Schindler, veteran freelance technology writer, said that there was confusion among the crew because there was no information available to the crew or at the gate. The plane eventually returned to its original boarding gate. She said that she noticed that the information board inside the boarding area was still listing the flight as still boarding, indicating that it hadn’t been updated by the central system.
“They didn’t know what the IT crash was about,” Schindler said, “all the systems that would be communicating with them were down.”
“It took a little while but they confirmed that the entire IT system had crashed, and they told us it was worldwide,” she said.
The passenger experiences and the information from the airline make a few things clear. First, BA was putting every function into a single computer system, regardless of whether that made sense, which then insured that if anything went wrong with that system, then everything would shut down.

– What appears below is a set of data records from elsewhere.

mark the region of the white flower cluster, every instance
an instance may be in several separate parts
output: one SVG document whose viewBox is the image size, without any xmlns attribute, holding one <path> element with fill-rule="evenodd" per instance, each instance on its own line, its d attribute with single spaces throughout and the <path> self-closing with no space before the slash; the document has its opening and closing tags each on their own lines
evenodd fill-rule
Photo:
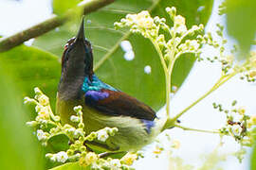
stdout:
<svg viewBox="0 0 256 170">
<path fill-rule="evenodd" d="M 220 129 L 222 135 L 232 136 L 242 146 L 252 145 L 253 128 L 256 126 L 256 115 L 247 115 L 244 107 L 236 108 L 236 101 L 233 101 L 231 108 L 223 109 L 222 105 L 213 103 L 213 108 L 221 112 L 225 112 L 227 116 L 227 124 Z"/>
<path fill-rule="evenodd" d="M 27 125 L 36 128 L 36 136 L 43 145 L 46 146 L 50 138 L 64 134 L 68 137 L 71 144 L 66 151 L 58 153 L 47 153 L 46 156 L 52 162 L 64 163 L 66 162 L 79 162 L 81 165 L 97 165 L 108 168 L 119 169 L 125 167 L 131 169 L 125 164 L 120 163 L 119 160 L 103 160 L 94 152 L 88 152 L 84 145 L 85 141 L 99 140 L 105 142 L 110 136 L 114 136 L 118 132 L 117 128 L 108 128 L 89 133 L 85 136 L 84 123 L 82 120 L 82 106 L 74 107 L 75 115 L 70 116 L 70 121 L 76 126 L 68 124 L 62 125 L 60 117 L 55 116 L 51 111 L 49 99 L 38 88 L 34 89 L 34 99 L 25 97 L 24 103 L 35 104 L 35 110 L 38 113 L 35 121 L 27 122 Z M 131 162 L 131 161 L 129 162 Z"/>
<path fill-rule="evenodd" d="M 68 159 L 67 154 L 64 151 L 58 152 L 56 154 L 46 154 L 46 158 L 49 158 L 52 162 L 65 162 Z"/>
<path fill-rule="evenodd" d="M 175 8 L 167 8 L 167 13 L 174 22 L 174 26 L 166 25 L 164 18 L 155 16 L 152 18 L 147 10 L 137 14 L 128 14 L 119 23 L 115 23 L 116 28 L 128 26 L 131 32 L 139 33 L 152 41 L 155 48 L 159 48 L 165 60 L 174 61 L 185 53 L 192 53 L 198 56 L 202 44 L 207 41 L 201 41 L 200 36 L 194 40 L 188 39 L 189 36 L 200 33 L 204 30 L 203 25 L 192 26 L 191 29 L 186 26 L 186 20 L 181 15 L 176 15 Z M 160 29 L 168 32 L 171 39 L 165 40 Z M 202 37 L 202 36 L 201 36 Z M 166 64 L 166 63 L 165 63 Z"/>
</svg>

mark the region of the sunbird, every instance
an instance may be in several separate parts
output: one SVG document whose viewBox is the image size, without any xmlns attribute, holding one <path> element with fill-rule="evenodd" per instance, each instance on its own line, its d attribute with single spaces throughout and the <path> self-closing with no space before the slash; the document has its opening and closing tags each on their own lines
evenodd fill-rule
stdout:
<svg viewBox="0 0 256 170">
<path fill-rule="evenodd" d="M 81 105 L 86 133 L 106 127 L 119 130 L 104 143 L 88 143 L 90 146 L 107 151 L 137 151 L 159 134 L 162 121 L 149 106 L 95 75 L 93 50 L 84 37 L 83 25 L 82 18 L 77 36 L 67 42 L 63 53 L 56 111 L 63 123 L 70 123 L 73 108 Z"/>
</svg>

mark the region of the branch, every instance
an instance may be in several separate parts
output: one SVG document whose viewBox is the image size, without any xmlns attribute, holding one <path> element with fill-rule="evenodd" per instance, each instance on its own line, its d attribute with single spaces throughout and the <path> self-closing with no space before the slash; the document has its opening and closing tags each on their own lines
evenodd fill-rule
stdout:
<svg viewBox="0 0 256 170">
<path fill-rule="evenodd" d="M 43 35 L 55 27 L 58 27 L 70 19 L 74 14 L 77 14 L 77 11 L 80 9 L 83 11 L 82 13 L 88 14 L 91 13 L 104 6 L 107 6 L 113 3 L 115 0 L 84 0 L 78 5 L 78 7 L 67 10 L 63 16 L 54 15 L 52 18 L 47 19 L 38 25 L 35 25 L 26 30 L 18 32 L 9 37 L 0 39 L 0 52 L 9 50 L 24 42 Z"/>
</svg>

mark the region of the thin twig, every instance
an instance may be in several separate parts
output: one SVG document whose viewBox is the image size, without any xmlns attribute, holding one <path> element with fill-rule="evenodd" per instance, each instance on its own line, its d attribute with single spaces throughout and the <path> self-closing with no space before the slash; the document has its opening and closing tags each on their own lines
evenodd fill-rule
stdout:
<svg viewBox="0 0 256 170">
<path fill-rule="evenodd" d="M 26 30 L 18 32 L 9 37 L 0 39 L 0 52 L 9 50 L 31 38 L 43 35 L 55 27 L 64 25 L 70 20 L 74 14 L 77 14 L 77 11 L 80 9 L 83 11 L 83 14 L 85 15 L 105 7 L 114 1 L 115 0 L 84 0 L 80 3 L 78 7 L 67 10 L 62 16 L 54 15 L 52 18 L 35 25 Z"/>
<path fill-rule="evenodd" d="M 183 127 L 180 125 L 174 125 L 174 127 L 182 128 L 183 130 L 190 130 L 190 131 L 196 131 L 196 132 L 203 132 L 203 133 L 217 133 L 217 134 L 220 133 L 218 130 L 205 130 L 205 129 L 191 128 Z"/>
</svg>

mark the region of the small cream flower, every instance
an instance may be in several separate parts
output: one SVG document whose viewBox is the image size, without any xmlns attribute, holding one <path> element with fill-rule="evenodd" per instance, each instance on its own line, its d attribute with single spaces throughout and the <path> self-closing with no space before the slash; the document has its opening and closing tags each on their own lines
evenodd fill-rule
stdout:
<svg viewBox="0 0 256 170">
<path fill-rule="evenodd" d="M 246 109 L 244 107 L 240 107 L 238 108 L 237 111 L 239 114 L 244 115 L 246 112 Z"/>
<path fill-rule="evenodd" d="M 95 162 L 98 160 L 98 155 L 96 155 L 94 152 L 88 152 L 85 157 L 82 157 L 79 161 L 81 165 L 89 165 L 93 162 Z"/>
<path fill-rule="evenodd" d="M 42 130 L 42 129 L 38 129 L 36 131 L 36 135 L 39 141 L 45 141 L 47 139 L 47 136 L 46 135 L 46 133 Z"/>
<path fill-rule="evenodd" d="M 250 116 L 249 120 L 251 121 L 252 125 L 256 125 L 256 115 Z"/>
<path fill-rule="evenodd" d="M 65 162 L 67 159 L 68 156 L 64 151 L 61 151 L 56 154 L 56 161 L 59 162 Z"/>
<path fill-rule="evenodd" d="M 174 140 L 172 146 L 175 149 L 178 149 L 180 147 L 180 142 L 177 140 Z"/>
<path fill-rule="evenodd" d="M 43 106 L 46 106 L 49 104 L 49 98 L 45 94 L 40 95 L 38 101 Z"/>
<path fill-rule="evenodd" d="M 248 76 L 249 76 L 250 77 L 256 76 L 256 70 L 251 70 L 251 71 L 249 71 Z"/>
<path fill-rule="evenodd" d="M 239 136 L 243 129 L 239 125 L 233 125 L 231 127 L 231 130 L 232 130 L 234 135 Z"/>
<path fill-rule="evenodd" d="M 197 42 L 196 40 L 191 41 L 191 48 L 193 50 L 197 50 L 199 48 L 200 44 Z"/>
<path fill-rule="evenodd" d="M 185 25 L 185 18 L 181 15 L 177 15 L 174 17 L 174 24 L 176 24 L 178 26 Z"/>
</svg>

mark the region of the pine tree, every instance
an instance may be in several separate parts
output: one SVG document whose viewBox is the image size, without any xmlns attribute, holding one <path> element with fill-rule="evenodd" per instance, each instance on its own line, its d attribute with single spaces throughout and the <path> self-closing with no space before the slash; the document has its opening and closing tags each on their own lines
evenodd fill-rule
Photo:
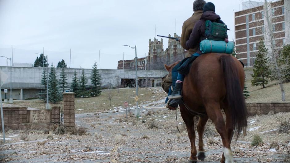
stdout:
<svg viewBox="0 0 290 163">
<path fill-rule="evenodd" d="M 39 58 L 38 58 L 38 57 L 36 57 L 36 59 L 35 60 L 35 61 L 34 61 L 34 67 L 40 67 L 39 66 Z"/>
<path fill-rule="evenodd" d="M 81 77 L 80 78 L 79 82 L 80 89 L 78 92 L 78 95 L 80 96 L 83 96 L 83 97 L 84 98 L 86 96 L 89 96 L 89 92 L 85 88 L 87 83 L 88 79 L 85 77 L 85 70 L 84 70 L 84 69 L 83 69 L 81 75 Z"/>
<path fill-rule="evenodd" d="M 63 92 L 64 92 L 68 86 L 68 79 L 66 77 L 66 75 L 64 72 L 64 68 L 61 68 L 61 72 L 60 74 L 60 87 Z"/>
<path fill-rule="evenodd" d="M 43 54 L 42 53 L 40 54 L 40 56 L 39 56 L 39 58 L 38 58 L 38 62 L 39 63 L 39 66 L 38 67 L 43 67 L 44 57 L 44 67 L 46 67 L 46 62 L 47 61 L 46 57 L 45 57 L 45 56 L 44 56 L 43 55 Z M 49 65 L 49 63 L 48 64 L 48 65 Z"/>
<path fill-rule="evenodd" d="M 268 50 L 265 48 L 264 41 L 260 41 L 258 45 L 259 51 L 256 56 L 256 58 L 254 65 L 254 74 L 251 75 L 253 77 L 252 85 L 253 86 L 262 86 L 263 88 L 271 80 L 268 64 L 268 57 L 267 56 Z"/>
<path fill-rule="evenodd" d="M 65 63 L 64 60 L 63 59 L 61 60 L 61 61 L 58 62 L 57 65 L 56 65 L 56 67 L 57 68 L 67 68 L 68 65 Z"/>
<path fill-rule="evenodd" d="M 52 64 L 48 75 L 48 96 L 49 101 L 55 103 L 62 100 L 58 82 L 56 79 L 56 72 Z"/>
<path fill-rule="evenodd" d="M 43 86 L 43 88 L 44 88 L 44 91 L 39 92 L 39 94 L 40 96 L 39 98 L 41 99 L 44 100 L 44 102 L 45 102 L 45 99 L 46 99 L 46 91 L 47 91 L 47 79 L 46 79 L 46 71 L 45 69 L 43 69 L 43 71 L 42 71 L 42 75 L 41 76 L 41 80 L 40 81 L 40 84 Z"/>
<path fill-rule="evenodd" d="M 78 96 L 79 86 L 79 85 L 78 80 L 77 71 L 75 70 L 73 74 L 73 77 L 72 77 L 72 82 L 71 89 L 72 90 L 72 92 L 76 93 L 76 94 L 75 95 L 75 96 Z"/>
<path fill-rule="evenodd" d="M 247 90 L 247 89 L 248 87 L 247 87 L 246 85 L 245 84 L 244 86 L 244 90 L 243 90 L 243 95 L 244 95 L 245 98 L 246 98 L 250 97 L 250 94 L 249 94 L 249 92 Z"/>
<path fill-rule="evenodd" d="M 90 77 L 91 83 L 93 85 L 93 88 L 90 90 L 91 94 L 95 96 L 99 96 L 102 93 L 101 89 L 102 86 L 101 81 L 102 78 L 99 73 L 99 70 L 97 68 L 96 60 L 93 65 L 93 70 Z"/>
</svg>

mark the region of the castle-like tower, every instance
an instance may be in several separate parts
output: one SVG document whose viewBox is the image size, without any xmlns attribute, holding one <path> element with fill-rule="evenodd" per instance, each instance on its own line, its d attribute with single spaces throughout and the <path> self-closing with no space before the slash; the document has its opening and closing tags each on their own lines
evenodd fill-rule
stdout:
<svg viewBox="0 0 290 163">
<path fill-rule="evenodd" d="M 161 40 L 154 38 L 153 41 L 151 41 L 151 39 L 149 39 L 149 51 L 147 59 L 148 62 L 153 62 L 157 61 L 157 56 L 159 55 L 160 52 L 163 50 L 163 40 L 161 38 Z"/>
</svg>

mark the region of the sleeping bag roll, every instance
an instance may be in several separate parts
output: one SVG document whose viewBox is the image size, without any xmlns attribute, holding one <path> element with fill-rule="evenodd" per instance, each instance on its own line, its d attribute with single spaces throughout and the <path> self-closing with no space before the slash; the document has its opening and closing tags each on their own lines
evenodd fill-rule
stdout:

Second, the BA back up system that should have provided redundancy wasn’t truly redundant, or the event that took out the main system would not have been able to take out the backup system at the same time. Normal practice for backup data systems would have required at the very least that the backup system be physically separated from the main system by enough distance that the same catastrophe couldn’t affect them both.
But statements by the airline say that the event that damaged the data system also damaged the backup systems, so clearly its redundancy was compromised. Normally, the power handling and conditioning equipment is also built with redundancy so that even if something major, such as the PDU, goes out, the computers can continue to get power.
Normally, the best practices for such a data system call for the power to enter the data center from two separate commercial grids, usually at two ends of the building, to prevent damage such as what befell BA. Likewise, the standby generators can feed the power from either service entrance, and the N+1 configuration of the generators means that power can be supplied even if one generator goes out.
What will we actually find? We may eventually learn there was poor design in the data center and that there was no effective redundancy. Furthermore there was apparently over-reliance on a single data system, which suggest an organization that was being penny-wise and pound foolish.
BA needs to answer to its customers and shareholders about how an IT outage that was probably avoidable brought the company to a standstill over the Memorial Day weekend.